Ayla errötete. Sie hatte soviel Mühe darauf verwendet, richtig zu sprechen, aber sie war nie imstande gewesen, bestimmte Laute zu bilden. Meist war es ihr gleichgültig gewesen, wenn die Leute es bemerkten; doch S'Armuna ließ die Sache so wichtig erscheinen.

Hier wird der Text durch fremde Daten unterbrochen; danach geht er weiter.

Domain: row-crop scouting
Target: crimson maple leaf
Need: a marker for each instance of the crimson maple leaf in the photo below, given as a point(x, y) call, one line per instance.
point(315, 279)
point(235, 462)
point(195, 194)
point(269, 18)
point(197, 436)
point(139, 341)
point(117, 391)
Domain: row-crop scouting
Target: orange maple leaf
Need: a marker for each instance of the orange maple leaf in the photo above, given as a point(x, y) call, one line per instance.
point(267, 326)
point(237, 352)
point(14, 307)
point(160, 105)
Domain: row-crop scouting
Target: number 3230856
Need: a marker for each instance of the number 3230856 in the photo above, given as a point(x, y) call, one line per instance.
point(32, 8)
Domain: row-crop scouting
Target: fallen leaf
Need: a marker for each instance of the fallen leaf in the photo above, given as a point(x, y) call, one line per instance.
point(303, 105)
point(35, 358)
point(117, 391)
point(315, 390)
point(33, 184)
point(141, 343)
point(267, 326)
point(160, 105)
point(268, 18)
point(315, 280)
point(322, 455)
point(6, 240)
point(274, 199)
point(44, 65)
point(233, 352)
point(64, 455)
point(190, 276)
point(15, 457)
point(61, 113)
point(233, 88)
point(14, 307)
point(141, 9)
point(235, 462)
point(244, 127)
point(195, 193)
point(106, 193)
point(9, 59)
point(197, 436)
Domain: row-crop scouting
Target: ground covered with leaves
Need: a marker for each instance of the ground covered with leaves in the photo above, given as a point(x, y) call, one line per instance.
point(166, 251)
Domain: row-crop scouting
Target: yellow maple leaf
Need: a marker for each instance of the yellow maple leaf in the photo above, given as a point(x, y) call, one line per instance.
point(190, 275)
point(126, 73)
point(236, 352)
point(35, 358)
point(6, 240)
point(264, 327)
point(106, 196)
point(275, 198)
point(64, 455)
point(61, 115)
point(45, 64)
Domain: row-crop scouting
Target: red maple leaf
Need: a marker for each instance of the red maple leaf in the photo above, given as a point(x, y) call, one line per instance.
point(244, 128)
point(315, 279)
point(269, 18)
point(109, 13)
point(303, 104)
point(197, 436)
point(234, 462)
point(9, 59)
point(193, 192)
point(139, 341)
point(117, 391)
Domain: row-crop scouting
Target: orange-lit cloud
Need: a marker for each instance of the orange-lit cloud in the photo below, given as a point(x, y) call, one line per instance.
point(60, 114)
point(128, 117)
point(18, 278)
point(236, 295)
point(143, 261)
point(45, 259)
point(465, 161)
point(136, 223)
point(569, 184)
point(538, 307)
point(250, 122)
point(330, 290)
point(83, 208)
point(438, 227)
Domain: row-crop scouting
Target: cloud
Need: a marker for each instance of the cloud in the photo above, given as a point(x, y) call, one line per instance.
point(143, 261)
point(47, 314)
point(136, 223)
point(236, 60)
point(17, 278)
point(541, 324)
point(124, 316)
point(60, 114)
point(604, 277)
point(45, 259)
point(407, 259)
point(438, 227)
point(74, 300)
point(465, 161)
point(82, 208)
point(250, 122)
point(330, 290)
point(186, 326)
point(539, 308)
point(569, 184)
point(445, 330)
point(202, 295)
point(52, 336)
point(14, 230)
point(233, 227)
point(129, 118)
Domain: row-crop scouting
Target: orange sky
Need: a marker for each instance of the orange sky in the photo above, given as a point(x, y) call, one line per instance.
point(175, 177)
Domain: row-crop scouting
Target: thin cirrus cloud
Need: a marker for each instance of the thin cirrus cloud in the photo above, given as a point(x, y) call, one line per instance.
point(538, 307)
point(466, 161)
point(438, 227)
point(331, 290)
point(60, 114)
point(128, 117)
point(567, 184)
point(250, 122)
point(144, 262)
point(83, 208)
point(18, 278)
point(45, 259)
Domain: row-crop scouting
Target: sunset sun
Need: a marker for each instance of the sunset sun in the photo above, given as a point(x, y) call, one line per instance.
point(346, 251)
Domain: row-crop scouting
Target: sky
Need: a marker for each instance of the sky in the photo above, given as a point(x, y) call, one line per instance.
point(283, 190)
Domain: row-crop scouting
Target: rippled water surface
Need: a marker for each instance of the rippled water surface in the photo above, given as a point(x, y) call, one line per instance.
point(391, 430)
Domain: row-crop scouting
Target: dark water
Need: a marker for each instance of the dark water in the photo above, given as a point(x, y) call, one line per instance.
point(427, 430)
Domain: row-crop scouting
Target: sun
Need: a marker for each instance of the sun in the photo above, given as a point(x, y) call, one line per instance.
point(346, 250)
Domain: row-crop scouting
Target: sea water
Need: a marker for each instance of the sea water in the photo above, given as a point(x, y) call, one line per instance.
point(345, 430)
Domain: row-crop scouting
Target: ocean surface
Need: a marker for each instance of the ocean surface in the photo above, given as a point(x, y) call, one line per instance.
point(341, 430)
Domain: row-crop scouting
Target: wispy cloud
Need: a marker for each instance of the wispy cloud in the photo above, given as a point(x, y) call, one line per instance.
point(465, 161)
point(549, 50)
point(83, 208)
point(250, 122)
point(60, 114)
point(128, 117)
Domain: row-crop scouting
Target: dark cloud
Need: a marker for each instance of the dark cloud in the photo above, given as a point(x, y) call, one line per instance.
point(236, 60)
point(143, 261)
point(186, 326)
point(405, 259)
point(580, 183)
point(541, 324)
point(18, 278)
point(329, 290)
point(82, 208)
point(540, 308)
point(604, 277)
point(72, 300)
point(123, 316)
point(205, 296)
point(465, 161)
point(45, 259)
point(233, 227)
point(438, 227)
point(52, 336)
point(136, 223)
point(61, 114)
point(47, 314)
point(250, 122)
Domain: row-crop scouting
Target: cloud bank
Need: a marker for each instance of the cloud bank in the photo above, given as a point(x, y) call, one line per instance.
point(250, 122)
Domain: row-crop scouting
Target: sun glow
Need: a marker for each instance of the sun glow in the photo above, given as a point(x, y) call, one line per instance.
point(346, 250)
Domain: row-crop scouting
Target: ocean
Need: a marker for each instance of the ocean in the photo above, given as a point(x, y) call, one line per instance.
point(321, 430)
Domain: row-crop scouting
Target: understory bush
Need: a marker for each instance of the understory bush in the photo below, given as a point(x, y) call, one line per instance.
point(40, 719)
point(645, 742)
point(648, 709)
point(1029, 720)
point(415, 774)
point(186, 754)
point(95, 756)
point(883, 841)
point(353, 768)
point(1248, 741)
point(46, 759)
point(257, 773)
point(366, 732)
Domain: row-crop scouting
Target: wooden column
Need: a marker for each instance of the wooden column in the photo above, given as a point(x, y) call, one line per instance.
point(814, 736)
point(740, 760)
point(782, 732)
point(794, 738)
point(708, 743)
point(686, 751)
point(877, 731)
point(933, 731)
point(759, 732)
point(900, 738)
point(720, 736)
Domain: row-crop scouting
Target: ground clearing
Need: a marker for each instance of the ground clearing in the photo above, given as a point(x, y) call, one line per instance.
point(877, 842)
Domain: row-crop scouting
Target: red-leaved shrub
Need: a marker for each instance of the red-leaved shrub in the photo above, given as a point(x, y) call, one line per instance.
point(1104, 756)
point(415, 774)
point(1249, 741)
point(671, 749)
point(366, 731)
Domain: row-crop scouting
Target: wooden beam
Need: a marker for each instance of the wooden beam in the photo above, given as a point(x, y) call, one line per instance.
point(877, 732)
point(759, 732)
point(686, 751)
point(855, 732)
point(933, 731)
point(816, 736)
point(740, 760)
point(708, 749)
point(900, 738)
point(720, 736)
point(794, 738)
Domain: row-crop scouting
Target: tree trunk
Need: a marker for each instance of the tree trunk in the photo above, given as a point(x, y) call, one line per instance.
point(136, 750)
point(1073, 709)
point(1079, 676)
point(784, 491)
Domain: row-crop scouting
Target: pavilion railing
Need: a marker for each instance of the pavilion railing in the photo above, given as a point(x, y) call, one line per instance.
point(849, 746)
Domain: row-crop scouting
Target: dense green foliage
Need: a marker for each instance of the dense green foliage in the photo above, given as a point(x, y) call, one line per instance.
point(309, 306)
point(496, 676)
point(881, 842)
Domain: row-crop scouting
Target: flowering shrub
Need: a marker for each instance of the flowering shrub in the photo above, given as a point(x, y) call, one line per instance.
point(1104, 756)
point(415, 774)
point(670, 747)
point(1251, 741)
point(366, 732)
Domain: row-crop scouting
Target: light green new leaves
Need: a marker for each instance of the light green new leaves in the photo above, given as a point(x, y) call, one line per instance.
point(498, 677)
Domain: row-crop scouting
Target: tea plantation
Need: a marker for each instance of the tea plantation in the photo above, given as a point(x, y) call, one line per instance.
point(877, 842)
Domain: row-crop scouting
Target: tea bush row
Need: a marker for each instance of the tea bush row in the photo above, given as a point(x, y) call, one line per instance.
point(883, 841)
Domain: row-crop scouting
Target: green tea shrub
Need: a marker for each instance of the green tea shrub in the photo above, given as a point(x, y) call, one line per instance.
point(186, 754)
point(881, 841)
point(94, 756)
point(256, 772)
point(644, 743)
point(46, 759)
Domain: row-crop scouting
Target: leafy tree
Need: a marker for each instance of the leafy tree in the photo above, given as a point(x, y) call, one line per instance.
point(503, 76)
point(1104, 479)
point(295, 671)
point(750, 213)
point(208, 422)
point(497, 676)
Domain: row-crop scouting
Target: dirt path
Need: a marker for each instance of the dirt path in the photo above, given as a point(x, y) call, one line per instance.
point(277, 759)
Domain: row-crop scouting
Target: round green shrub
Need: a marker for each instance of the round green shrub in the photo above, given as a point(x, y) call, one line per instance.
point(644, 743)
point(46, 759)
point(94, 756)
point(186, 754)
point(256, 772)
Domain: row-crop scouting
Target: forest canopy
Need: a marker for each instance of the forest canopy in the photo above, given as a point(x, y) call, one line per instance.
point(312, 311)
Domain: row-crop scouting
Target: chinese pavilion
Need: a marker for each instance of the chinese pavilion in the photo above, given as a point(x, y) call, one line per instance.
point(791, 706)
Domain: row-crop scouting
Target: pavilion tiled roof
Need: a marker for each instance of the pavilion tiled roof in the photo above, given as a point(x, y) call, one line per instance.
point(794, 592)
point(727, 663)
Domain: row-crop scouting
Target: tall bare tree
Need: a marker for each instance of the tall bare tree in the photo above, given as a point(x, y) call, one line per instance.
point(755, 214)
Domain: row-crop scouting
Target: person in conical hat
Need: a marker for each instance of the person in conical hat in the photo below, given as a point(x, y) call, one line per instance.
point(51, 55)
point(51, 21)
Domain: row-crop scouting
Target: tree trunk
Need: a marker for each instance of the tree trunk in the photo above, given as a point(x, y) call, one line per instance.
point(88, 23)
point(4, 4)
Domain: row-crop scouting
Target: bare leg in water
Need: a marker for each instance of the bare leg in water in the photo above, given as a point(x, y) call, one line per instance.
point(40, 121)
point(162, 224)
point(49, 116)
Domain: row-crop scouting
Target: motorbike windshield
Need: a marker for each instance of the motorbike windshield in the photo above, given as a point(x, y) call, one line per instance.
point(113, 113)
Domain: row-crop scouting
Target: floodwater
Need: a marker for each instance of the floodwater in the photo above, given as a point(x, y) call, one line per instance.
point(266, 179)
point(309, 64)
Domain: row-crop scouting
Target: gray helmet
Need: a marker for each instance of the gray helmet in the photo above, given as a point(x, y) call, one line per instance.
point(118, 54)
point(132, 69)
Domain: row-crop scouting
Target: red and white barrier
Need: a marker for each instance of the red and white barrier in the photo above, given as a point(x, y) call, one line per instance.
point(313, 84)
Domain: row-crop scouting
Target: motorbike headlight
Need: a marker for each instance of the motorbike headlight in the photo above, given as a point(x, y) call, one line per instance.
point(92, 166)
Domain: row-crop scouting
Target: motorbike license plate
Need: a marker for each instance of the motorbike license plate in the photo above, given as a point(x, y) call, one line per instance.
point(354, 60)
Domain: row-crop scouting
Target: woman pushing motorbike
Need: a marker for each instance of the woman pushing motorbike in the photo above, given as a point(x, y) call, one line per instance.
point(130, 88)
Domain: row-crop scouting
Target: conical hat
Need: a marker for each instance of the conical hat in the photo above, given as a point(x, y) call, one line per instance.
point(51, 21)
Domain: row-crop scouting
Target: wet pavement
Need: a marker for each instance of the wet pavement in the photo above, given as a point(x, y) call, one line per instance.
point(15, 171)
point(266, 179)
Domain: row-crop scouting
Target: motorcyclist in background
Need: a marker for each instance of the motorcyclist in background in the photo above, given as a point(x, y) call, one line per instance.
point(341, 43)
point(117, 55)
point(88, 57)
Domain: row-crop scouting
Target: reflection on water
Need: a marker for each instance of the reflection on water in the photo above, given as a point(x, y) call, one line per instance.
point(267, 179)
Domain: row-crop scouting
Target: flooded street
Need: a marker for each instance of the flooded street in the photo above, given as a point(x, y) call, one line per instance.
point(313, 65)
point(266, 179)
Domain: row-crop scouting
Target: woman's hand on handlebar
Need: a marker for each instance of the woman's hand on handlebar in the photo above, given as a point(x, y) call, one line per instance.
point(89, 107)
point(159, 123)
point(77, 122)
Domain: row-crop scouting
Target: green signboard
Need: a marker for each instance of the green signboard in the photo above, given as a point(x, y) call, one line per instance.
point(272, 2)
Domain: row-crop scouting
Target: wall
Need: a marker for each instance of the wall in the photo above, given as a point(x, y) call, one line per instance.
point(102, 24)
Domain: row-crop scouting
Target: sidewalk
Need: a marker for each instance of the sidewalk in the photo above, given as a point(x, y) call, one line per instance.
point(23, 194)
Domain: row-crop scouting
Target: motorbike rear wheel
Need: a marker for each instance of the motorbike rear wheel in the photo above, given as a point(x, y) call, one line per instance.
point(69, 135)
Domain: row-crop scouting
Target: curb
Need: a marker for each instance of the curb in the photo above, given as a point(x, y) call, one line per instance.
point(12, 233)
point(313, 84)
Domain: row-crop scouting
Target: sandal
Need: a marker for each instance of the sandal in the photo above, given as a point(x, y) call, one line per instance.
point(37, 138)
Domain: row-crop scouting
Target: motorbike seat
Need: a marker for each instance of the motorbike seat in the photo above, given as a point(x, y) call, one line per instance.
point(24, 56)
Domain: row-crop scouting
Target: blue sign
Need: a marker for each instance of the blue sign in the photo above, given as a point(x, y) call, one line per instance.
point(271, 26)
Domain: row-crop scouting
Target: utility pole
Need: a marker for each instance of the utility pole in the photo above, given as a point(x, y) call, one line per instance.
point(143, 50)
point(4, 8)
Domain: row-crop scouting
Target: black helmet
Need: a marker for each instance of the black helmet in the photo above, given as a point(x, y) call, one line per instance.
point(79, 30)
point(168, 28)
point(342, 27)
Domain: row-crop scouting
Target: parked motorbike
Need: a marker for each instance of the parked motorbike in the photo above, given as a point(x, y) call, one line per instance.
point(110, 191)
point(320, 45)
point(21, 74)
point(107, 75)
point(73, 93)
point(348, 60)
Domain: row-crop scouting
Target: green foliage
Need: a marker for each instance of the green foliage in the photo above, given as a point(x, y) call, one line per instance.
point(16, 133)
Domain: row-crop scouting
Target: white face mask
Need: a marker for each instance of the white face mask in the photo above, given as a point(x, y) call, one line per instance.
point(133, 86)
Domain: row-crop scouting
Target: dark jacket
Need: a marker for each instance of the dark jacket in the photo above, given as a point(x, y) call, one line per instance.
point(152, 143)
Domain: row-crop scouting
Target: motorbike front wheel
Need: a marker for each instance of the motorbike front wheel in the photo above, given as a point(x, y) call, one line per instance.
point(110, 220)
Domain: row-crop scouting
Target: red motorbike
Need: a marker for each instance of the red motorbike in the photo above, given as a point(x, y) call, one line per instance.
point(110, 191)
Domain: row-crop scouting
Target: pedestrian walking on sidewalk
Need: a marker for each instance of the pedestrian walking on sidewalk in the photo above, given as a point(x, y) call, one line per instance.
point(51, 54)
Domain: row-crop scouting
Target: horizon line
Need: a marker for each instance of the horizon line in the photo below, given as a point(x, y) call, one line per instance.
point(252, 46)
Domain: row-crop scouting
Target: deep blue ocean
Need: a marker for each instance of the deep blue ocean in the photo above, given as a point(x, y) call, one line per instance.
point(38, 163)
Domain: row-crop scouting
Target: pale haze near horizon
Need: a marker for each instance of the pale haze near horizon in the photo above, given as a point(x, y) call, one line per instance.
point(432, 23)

Die Schamanin bemerkte ihre Verlegenheit. "Es tut mir leid, Ayla. Ich wollte dich nicht kränken. Du sprichst Zelan-donii wirklich sehr gut, wahrscheinlich besser als ich, weil ich schon soviel verlernt habe. Und es ist auch nicht eigentlich ein Akzent, den du hast. Es ist etwas anderes. Ich bin überzeugt, daß die meisten Leute es nicht einmal merken. Aber du hast mir geholfen, Brugar besser zu verstehen; und das hilft mir, Attaroa zu verstehen."
"Hilft dir, Attaroa zu verstehen?" fragte Jondalar. "Ich wünschte, ich könnte verstehen, wie jemand so grausam sein kann."
"Sie war nicht immer so. Ich habe sie bewundert, als ich zurückkam, obwohl sie mir leid tat. Aber irgendwie war sie wie kaum ein andere Frau bereit für Brugar."
"Bereit? Das ist ein seltsamer Ausdruck. Bereit für was?"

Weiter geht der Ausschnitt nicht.